Bank South Pacific’s Robin Fleming. Credit: BAI

BSP has approximately 300,000 customers. It does 13 million electronic banking transactions a month, seven million of which are executed via mobile banking.

‘We’re trying to promote as much as possible people getting into mobile banking. There’s a lot of work which still needs to be done on infrastructure to give a customer the confidence that their electronic banking solution’s going to work first time, every time. In the absence of that, they will be cash dependent.’

‘Personal loans probably chew up around about 20 to 30 per cent of a queue. We want to get some solution so that people can find out the balance of their personal loans using a USSD mobile phone without having to come into the bank.  Some of our personal loan officers will say to our customers: “You need to reduce your loan by 50 per cent before you can come back for another one.” We get people coming into the branch just to ask what the balance of their loan is to see if they qualify for a top-up.’

The year ahead

BSP acquired the banking operations of Westpac in Samoa, Cook Islands, Solomon Islands, Vanuatu and Tonga four year ago.

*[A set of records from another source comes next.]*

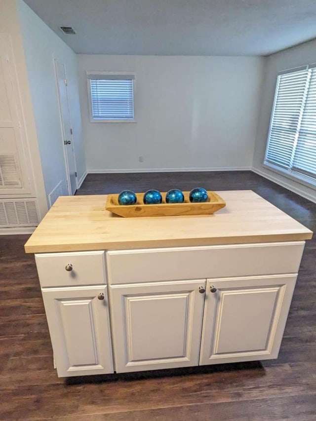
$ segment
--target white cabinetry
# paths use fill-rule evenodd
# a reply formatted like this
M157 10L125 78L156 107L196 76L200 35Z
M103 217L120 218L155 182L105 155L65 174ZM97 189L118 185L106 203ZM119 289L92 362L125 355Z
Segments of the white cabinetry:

Fleming describes Samoa as a ‘shining star’ this year.

‘The Cook Islands, which is the smallest of our countries with only 10,000 people, has also performed well for the size of their GDP, the number of customers, and the size of the operation.’

BSP plans a system upgrade over the next year, which will put all seven markets (including Fiji) on to the one system.

‘We’ve got Vanuatu targeted for October 2020 and PNG at this stage we’re looking at the first half of 2021. It is a significant project and requires a lot of effort to convert seven countries in the space of two years.’